Chegar em casa com as pernas pesadas, os tornozelos marcados pela meia e a sensação de que os sapatos apertaram é uma queixa comum, principalmente entre quem passa muitas horas sentado ou em pé. Embora esse desconforto costume ser atribuído apenas à retenção de líquido, o inchaço frequente pode ser um sinal de insuficiência venosa, condição em que as veias das pernas têm dificuldade de devolver o sangue ao coração. Reconhecer a diferença entre um episódio passageiro e um problema de circulação é essencial para evitar complicações como varizes, feridas e trombose.
Qual a diferença entre inchaço passageiro e insuficiência venosa?
O inchaço passageiro costuma aparecer após dias de muito sal na alimentação, calor intenso, viagens longas ou horas na mesma posição. Ele melhora ao elevar as pernas, dormir bem e retomar a rotina, sem deixar marcas ou dor persistente.
Já a insuficiência venosa se manifesta de forma repetida, mesmo com hábitos saudáveis, e vem acompanhada de peso, cansaço e desconforto que pioram ao longo do dia. Nesse caso, o problema está no mau funcionamento das válvulas venosas, que deixam o sangue se acumular nas pernas.

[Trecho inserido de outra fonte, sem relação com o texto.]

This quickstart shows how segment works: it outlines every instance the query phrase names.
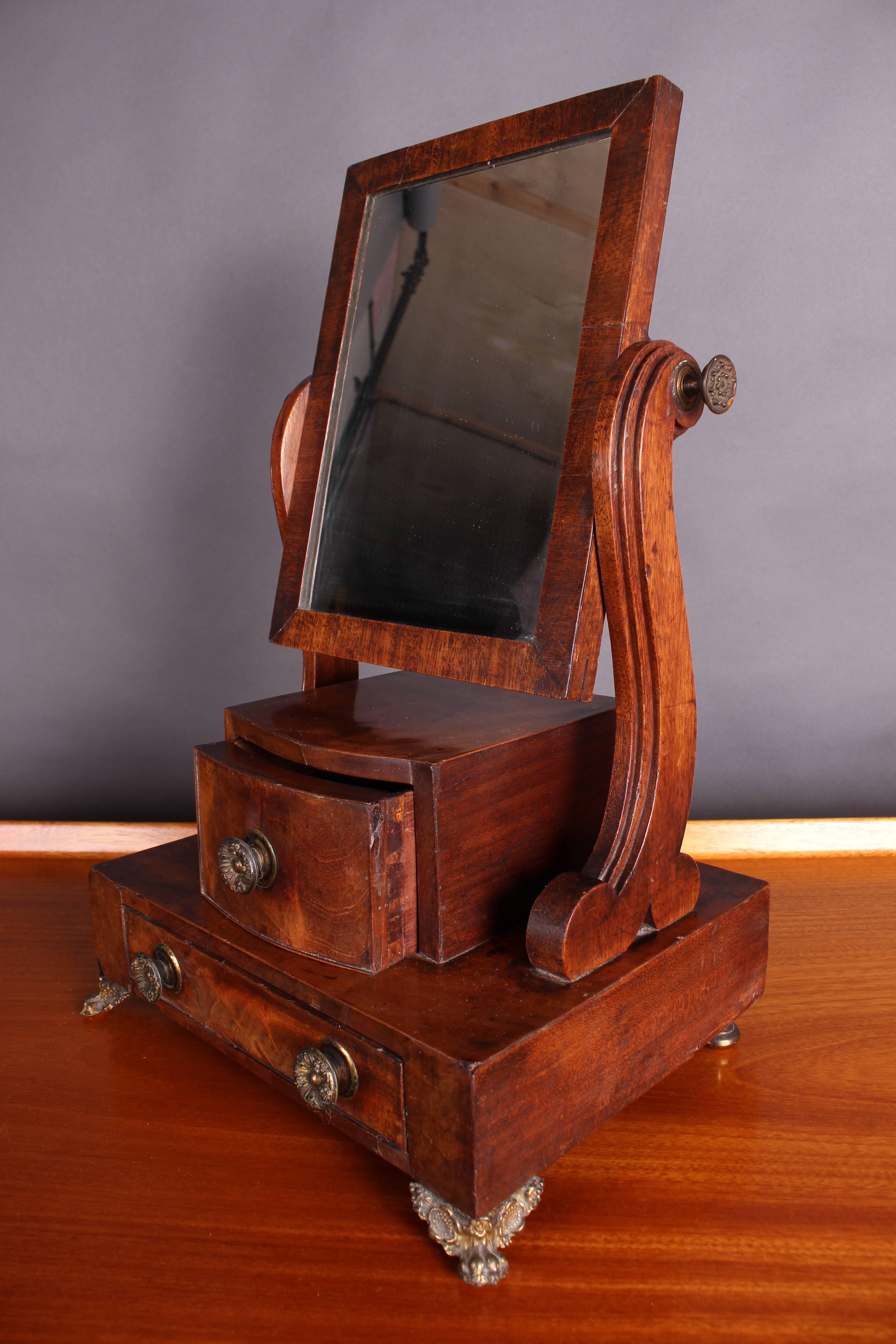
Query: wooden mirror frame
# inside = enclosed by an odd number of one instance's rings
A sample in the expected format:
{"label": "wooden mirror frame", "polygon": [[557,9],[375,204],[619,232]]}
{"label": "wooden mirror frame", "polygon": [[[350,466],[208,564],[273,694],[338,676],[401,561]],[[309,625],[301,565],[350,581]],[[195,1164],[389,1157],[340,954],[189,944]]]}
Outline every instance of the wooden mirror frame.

Por que a má circulação provoca esse sintoma?
As veias das pernas trabalham contra a gravidade para levar o sangue de volta ao coração, contando com pequenas válvulas internas que impedem o refluxo. Quando essas válvulas se enfraquecem, o sangue se acumula nos vasos, aumenta a pressão local e faz o líquido extravasar para os tecidos.
Esse processo explica porque o inchaço piora ao final do dia e melhora ao deitar. Fatores como sedentarismo, obesidade, gravidez, histórico familiar e trabalho em pé favorecem o aparecimento de insuficiência venosa crônica ao longo dos anos.

Quais são os sinais de alerta de má circulação?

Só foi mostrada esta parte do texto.